Brüssel. EU-Verkehrskommissar Siim Kallas hat sich dafür entschieden, künftig den grenzüberschreitenden Verkehr von Eurocombis (Lang-LKW) zwischen zwei Staaten zu erlauben, in denen sie bereits fahren dürfen. In einem Brief an den Vorsitzenden des Verkehrsausschusses des Europaparlaments, Brian Simpson, begründet Kallas seine Entscheidung vor allem mit dem Hinweis auf Wettbewerbsregeln. Das Schreiben liegt der VerkehrsRundschau vor.
Darin hebt der EU-Verkehrskommissar vor allem auf den Geist der EU-Richtlinie 96/53/EC ab, deren Artikel 4 bislang zum Verbot von grenzüberschreitenden Fahrten von überlangen LKW auch noch von Kallas selbst herangezogen worden war. Der Este argumentiert, dass die Festlegung auf Maximalgrößen und -gewichte von LKW einen Beitrag zu fairen Wettbewerbsbedingungen im grenzüberschreitenden Verkehr liefern sollten. Ein ausländisches Unternehmen solle nicht dadurch einen Vorteil erlangen, dass es größere Kapazitäten als einheimische Unternehmen anbieten konnte. Gerade auch im Hinblick auf die Liberalisierung der Kabotageregeln sei das von Bedeutung.
Wenn zwei Nachbarländer jedoch von den Ausnahmeregelungen für Maße und Gewichte für LKW Gebrauch machen und darin übereinstimmen, dass diese überlangen LKW jeweils auf dem Territorium des anderen Landes fahren dürfen, so sei es unsinnig, dies zu verbieten. Ein EU-Gesetz zum Schutz vor unfairer Konkurrenz sei in diesem Fall nicht mehr notwendig. So Kallas sinngemäß in seinem Brief.
Europäische Gerichtshof (EuGH) soll entscheiden
Der Kommissar weist in seinem Schreiben jedoch auch darauf hin, dass er sich bewusst sei, dass Artikel 4 durchaus Raum für unterschiedliche Interpretationen lasse. Seine Auffassung habe er in dem Brief dargelegt. Auf diesem Hintergrund werde er grenzüberschreitende Fahrten von Eurocombis künftig nicht mehr als Verstoß gegen EU-Gesetze werten. Letzte rechtliche Entscheidungsinstanz sei allerdings der Europäische Gerichtshof (EuGH). Einige Mitglieder des Verkehrsausschusses des Europaparlaments hatten in den vergangenen Monaten bereits angekündigt, vor dem EuGH zu klagen, falls Kallas seine Meinung in der Sache nicht ändern werde.

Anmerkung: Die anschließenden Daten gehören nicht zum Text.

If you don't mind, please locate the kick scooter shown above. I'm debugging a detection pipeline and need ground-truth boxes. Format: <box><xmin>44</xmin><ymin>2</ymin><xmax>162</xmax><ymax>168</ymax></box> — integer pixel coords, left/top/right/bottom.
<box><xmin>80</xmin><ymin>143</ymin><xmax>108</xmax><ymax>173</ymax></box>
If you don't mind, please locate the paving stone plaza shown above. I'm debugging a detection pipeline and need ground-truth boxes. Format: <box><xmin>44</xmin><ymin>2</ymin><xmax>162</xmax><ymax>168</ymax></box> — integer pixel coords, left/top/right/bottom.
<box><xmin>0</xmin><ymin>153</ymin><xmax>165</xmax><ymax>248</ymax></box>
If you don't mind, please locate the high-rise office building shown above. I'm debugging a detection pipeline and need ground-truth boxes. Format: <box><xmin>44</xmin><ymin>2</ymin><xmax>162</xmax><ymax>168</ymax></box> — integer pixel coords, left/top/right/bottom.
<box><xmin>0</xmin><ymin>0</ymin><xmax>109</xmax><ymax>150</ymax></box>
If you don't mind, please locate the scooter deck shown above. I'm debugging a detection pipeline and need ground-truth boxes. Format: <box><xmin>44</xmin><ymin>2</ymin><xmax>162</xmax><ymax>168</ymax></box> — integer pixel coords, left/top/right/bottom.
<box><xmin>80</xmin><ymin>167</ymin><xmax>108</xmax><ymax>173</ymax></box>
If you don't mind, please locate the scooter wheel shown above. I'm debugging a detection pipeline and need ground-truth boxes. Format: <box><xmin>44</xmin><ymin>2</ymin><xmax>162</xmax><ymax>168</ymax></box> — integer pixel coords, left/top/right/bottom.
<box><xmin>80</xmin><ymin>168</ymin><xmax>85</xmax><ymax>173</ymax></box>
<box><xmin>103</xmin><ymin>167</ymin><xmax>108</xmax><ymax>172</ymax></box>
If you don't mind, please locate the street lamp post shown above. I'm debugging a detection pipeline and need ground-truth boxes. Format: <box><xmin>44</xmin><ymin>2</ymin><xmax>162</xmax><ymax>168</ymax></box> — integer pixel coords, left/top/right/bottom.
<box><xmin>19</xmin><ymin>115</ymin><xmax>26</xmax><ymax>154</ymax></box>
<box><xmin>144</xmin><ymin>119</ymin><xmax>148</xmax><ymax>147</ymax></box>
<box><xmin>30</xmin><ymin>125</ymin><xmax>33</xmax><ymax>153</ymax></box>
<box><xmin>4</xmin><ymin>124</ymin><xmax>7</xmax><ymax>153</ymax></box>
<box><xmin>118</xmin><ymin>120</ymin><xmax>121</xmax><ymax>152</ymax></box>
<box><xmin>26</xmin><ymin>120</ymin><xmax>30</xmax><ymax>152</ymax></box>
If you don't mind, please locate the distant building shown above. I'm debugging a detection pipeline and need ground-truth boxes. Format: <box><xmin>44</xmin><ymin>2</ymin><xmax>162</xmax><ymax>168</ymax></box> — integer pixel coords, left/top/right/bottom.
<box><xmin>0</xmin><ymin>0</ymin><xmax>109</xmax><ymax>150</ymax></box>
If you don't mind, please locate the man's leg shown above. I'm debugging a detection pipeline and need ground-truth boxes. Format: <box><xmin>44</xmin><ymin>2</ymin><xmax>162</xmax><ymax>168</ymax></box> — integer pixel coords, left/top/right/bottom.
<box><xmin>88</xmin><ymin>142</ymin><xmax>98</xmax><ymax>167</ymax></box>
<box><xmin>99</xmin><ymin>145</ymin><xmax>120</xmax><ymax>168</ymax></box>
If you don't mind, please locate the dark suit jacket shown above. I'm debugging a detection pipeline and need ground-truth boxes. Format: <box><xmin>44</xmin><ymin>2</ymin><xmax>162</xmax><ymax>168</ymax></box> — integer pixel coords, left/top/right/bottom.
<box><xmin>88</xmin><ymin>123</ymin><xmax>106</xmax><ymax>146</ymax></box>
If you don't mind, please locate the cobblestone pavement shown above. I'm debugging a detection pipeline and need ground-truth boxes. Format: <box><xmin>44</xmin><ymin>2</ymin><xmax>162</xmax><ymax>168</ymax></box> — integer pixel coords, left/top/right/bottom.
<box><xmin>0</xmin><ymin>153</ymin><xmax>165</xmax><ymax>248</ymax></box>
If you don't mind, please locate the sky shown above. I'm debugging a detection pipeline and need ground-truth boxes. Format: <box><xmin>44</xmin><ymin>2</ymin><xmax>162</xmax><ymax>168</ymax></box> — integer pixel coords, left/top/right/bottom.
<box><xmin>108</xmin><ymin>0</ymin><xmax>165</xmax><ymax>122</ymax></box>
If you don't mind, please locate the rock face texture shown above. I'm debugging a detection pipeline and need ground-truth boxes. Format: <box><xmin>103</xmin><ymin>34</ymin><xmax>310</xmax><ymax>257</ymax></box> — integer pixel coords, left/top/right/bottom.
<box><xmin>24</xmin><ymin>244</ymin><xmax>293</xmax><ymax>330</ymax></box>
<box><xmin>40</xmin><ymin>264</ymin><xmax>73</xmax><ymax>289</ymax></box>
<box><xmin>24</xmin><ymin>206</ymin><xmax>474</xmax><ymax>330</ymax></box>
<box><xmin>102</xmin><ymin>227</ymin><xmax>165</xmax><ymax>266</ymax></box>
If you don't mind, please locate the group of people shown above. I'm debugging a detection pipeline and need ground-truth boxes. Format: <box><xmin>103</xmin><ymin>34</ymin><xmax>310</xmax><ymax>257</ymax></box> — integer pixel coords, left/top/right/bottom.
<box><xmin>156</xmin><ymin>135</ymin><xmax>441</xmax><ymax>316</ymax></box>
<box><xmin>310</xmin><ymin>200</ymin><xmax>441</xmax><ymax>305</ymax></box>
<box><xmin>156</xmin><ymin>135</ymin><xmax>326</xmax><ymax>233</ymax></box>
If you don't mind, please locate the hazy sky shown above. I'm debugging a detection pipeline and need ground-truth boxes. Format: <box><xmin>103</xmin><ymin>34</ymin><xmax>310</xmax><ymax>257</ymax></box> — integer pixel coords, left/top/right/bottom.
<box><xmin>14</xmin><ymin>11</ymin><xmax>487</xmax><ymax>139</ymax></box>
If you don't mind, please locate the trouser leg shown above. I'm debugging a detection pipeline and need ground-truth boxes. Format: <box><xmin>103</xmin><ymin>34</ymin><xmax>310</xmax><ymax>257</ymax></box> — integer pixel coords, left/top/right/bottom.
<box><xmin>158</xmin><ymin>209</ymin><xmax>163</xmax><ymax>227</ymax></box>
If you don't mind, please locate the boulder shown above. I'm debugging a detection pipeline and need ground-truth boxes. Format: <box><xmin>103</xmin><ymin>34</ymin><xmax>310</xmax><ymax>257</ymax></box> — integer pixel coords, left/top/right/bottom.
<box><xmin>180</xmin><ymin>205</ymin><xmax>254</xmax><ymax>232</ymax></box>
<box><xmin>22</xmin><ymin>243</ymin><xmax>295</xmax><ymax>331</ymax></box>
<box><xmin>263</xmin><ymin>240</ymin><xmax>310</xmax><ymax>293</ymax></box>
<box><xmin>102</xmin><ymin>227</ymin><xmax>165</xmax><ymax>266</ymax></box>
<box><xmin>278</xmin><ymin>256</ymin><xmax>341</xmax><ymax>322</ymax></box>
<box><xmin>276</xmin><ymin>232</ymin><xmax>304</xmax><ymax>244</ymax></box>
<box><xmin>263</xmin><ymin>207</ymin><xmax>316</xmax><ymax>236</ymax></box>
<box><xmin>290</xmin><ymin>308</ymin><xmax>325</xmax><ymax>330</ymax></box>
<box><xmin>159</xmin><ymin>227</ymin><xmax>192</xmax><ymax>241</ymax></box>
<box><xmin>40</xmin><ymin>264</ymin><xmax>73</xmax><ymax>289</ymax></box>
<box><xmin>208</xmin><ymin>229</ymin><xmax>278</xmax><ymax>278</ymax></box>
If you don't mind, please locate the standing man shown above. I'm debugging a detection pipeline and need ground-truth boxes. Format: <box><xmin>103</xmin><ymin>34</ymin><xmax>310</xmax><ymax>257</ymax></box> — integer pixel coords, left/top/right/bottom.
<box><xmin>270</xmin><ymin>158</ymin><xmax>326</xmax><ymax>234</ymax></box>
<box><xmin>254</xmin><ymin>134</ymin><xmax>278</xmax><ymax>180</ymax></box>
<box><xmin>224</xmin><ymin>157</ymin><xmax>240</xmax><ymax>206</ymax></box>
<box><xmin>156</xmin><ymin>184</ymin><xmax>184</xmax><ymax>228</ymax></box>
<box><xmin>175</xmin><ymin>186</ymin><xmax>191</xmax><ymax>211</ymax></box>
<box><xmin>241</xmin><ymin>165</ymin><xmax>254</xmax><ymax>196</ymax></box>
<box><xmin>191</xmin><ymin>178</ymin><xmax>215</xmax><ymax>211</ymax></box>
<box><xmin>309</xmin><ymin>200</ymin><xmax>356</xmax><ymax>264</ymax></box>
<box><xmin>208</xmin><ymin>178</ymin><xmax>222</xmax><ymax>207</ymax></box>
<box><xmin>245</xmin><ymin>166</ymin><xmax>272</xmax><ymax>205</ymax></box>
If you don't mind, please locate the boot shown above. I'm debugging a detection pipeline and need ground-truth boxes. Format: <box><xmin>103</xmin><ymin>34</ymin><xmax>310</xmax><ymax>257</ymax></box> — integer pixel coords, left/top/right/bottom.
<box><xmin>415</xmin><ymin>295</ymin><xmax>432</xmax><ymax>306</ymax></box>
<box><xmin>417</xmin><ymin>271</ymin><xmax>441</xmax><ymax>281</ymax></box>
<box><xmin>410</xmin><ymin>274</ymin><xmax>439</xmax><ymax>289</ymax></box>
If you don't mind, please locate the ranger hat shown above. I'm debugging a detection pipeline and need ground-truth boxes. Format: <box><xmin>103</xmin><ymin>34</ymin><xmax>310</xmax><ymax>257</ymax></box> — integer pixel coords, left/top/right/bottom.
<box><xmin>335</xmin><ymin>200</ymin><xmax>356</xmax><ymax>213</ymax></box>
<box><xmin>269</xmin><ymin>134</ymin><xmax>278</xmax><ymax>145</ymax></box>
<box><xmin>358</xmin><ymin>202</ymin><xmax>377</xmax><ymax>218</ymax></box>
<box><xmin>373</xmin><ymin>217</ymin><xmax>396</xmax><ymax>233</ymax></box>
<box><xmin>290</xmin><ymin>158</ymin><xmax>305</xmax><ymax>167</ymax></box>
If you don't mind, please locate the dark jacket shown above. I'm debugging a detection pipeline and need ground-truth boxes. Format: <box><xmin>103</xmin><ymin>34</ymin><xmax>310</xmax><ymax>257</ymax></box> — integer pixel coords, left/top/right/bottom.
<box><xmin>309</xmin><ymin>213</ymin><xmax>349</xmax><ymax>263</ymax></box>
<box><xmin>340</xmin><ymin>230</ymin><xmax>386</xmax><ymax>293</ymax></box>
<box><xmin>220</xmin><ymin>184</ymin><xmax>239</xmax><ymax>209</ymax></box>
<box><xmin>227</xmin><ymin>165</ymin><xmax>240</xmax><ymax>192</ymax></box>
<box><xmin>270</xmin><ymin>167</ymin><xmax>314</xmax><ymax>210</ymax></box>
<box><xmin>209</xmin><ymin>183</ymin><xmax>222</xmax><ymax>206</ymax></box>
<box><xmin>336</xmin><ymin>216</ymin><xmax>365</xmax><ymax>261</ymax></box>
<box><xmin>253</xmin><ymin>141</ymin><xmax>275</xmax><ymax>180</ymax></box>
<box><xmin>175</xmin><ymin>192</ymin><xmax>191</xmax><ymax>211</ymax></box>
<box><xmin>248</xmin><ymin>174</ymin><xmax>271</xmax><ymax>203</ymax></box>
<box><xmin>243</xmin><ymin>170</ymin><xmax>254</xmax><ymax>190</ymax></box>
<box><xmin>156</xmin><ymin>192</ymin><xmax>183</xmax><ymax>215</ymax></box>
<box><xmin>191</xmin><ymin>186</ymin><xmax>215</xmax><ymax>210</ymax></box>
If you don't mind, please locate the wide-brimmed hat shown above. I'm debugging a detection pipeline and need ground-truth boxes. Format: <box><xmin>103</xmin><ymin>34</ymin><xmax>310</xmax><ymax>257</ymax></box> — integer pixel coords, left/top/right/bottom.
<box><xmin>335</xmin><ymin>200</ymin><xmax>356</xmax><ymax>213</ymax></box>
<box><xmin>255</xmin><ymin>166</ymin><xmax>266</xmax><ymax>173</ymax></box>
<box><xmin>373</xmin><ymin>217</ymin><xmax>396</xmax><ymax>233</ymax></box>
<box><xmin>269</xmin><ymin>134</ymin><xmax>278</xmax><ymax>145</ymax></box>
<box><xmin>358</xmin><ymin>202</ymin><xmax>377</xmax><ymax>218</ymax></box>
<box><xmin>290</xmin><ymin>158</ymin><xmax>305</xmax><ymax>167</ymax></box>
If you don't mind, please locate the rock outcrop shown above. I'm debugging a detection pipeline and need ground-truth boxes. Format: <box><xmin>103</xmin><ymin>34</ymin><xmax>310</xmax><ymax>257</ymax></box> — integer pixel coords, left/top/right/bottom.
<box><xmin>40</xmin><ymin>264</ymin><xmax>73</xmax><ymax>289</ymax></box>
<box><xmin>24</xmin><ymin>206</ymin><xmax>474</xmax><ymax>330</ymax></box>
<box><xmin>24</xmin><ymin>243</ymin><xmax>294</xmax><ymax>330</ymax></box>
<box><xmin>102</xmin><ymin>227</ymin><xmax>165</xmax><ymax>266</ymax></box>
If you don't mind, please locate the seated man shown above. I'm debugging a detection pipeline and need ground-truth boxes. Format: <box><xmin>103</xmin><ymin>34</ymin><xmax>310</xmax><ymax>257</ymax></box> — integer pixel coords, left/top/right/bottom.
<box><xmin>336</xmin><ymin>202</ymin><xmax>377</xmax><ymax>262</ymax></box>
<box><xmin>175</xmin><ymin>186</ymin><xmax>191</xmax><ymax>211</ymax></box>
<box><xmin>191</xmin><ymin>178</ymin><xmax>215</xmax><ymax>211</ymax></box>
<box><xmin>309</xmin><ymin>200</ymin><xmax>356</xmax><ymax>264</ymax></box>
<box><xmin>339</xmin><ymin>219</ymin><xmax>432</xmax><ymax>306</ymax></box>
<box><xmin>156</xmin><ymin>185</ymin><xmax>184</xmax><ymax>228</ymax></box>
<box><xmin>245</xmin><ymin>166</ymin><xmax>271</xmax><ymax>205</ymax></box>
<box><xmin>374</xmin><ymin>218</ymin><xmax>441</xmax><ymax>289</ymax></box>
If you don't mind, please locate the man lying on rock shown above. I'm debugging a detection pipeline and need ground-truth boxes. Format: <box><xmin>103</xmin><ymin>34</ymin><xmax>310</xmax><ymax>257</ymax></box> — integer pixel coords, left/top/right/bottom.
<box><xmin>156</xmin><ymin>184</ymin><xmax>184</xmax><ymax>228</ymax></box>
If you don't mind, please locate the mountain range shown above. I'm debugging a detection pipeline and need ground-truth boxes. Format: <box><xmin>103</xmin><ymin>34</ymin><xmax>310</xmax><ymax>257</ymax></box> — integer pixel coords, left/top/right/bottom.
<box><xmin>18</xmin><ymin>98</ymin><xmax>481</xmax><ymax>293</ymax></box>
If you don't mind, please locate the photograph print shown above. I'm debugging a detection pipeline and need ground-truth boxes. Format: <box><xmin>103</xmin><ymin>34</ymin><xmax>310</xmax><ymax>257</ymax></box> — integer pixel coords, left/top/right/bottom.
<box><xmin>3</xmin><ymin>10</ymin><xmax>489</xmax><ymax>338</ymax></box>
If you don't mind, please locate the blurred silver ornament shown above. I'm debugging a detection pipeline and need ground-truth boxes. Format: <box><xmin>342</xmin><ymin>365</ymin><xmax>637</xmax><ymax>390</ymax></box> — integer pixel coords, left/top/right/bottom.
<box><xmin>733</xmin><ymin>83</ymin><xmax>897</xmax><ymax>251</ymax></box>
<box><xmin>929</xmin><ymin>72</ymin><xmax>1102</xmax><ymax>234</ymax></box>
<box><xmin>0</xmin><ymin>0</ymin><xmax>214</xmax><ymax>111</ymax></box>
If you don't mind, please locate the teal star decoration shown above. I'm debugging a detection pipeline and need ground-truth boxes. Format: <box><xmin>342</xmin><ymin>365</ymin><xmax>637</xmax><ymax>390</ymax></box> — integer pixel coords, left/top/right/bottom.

Ende Februar war bekannt geworden, dass Kallas den grenzüberschreitenden Verkehr von Eurocombis unter den oben genannten Bedingungen erlauben wolle. Die EU-Abgeordneten fühlen sich durch die einseitige Entscheidung in ihrem Mitbestimmungsrecht übergangen. Rechtsstudien, die im Auftrag von Abgeordneten und der Umweltorganisation Transport & Environment angefertigt wurden, sagen aus, dass die Neuauslegung des EU-Gesetzes von Kallas juristisch anfechtbar sei. Am kommenden Montag findet die nächste Sitzung des Verkehrsausschusses in Brüssel statt. (kw).